For point-in-time queries (headcount on 2025-12-31), SCD2 with effective-dating is the answer. Joining a payroll event to the worker dimension uses WHERE worker.valid_from <= event.effective_date AND (worker.valid_to IS NULL OR worker.valid_to > event.effective_date).

Privacy in pipelines

  • Restricted columns separated — salary, equity, performance ratings live in tables with stricter access than the directory.
  • Tokenization at ingest — government IDs, SSNs are tokenized at extract; the lookup table is in a separately-controlled service.
  • Region-aware materialization — EU worker data materialized in EU; cross-region views require explicit DPA reference.
  • Audit on read — queries against Restricted tables are logged with the calling user and purpose.
  • DSAR pipelines — a request triggers a job that aggregates all data for a subject across the warehouse; the artifact is reviewable and exportable.

Data quality & tests

The minimum dbt-test (or equivalent) suite for People models:

  • worker_id is unique in dim_worker (current view)
  • hire_date is not null and not future-dated beyond 90 days
  • termination_date >= hire_date when present
  • country in approved list
  • fte in [0, 1.0] (or 1.5 for double-position-allowed tenants)
  • position assignments don't overlap for the same worker
  • compensation_amount in plausible band for role+country
  • referential integrity for supervisor_id, position_id, sup_org_id
  • row counts within ± X% of yesterday — anomaly detection on extract volume

When a test fails: halt the downstream pipeline.

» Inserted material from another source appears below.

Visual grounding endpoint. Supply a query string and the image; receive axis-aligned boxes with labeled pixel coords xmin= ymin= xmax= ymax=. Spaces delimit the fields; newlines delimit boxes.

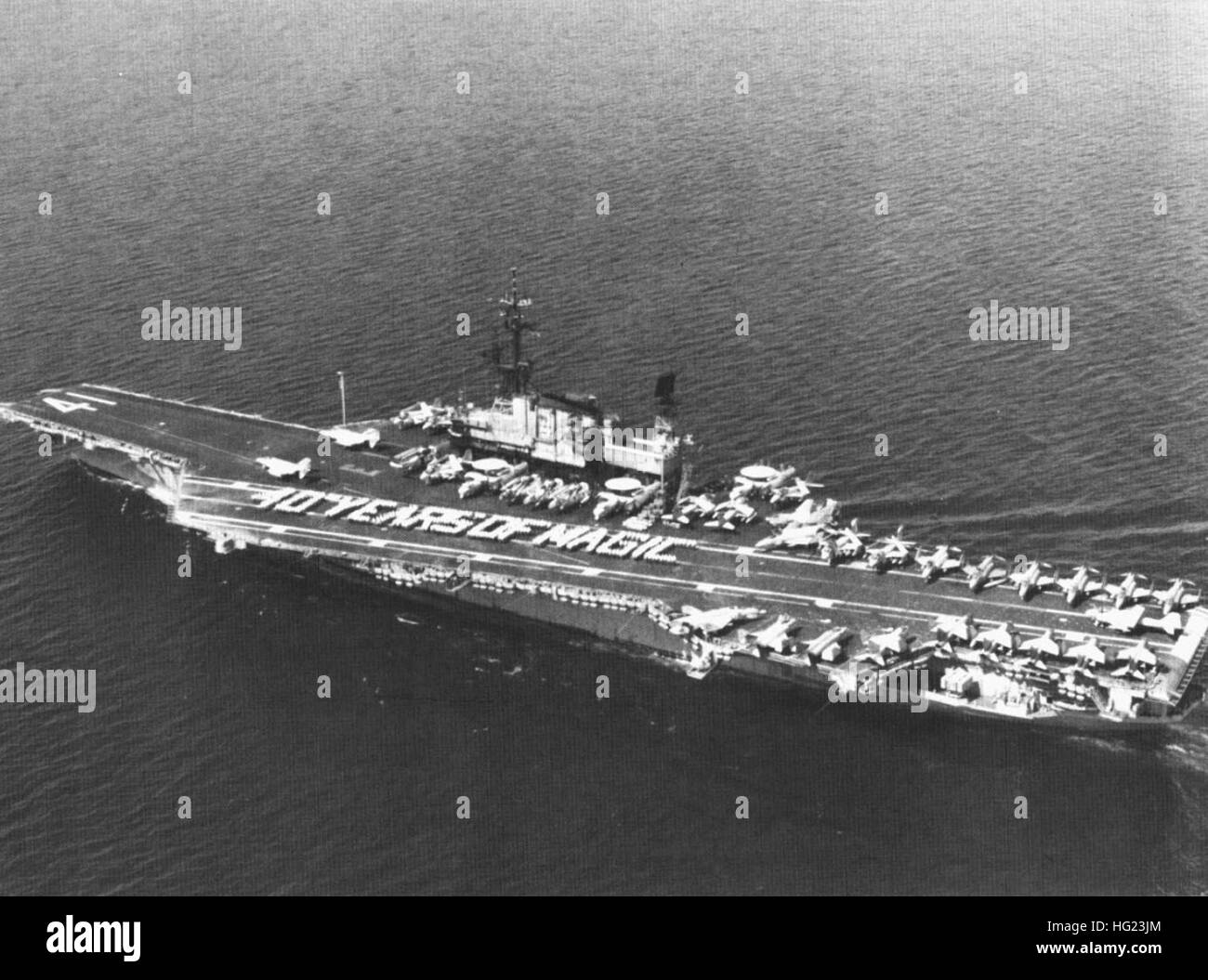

A bad worker table breaks every agent that depends on it; better to lag a day than serve agents corrupt data.

Interview framings worth memorizing

  • "HR defaults to batch. Streaming is rarely warranted; the data isn't high-throughput and the latency requirements rarely justify the complexity."
  • "I run daily snapshots for analytics and a change log for compliance / replay. Different consumers, different fidelity."
  • "SCD Type 2 on worker / position / sup-org; without effective-dating, retro changes silently corrupt history."
  • "Restricted columns live in restricted tables. Agents read marts that are conformed and class-aware, never raw."
  • "Workday CDC is pragmatic — RaaS or EIB with a modified-since watermark for analytics; webhooks from BP completion for event-driven agent kickoffs."
  • "A failed dbt test on a worker table halts the downstream pipeline. Better to lag a day than serve agents corrupt data."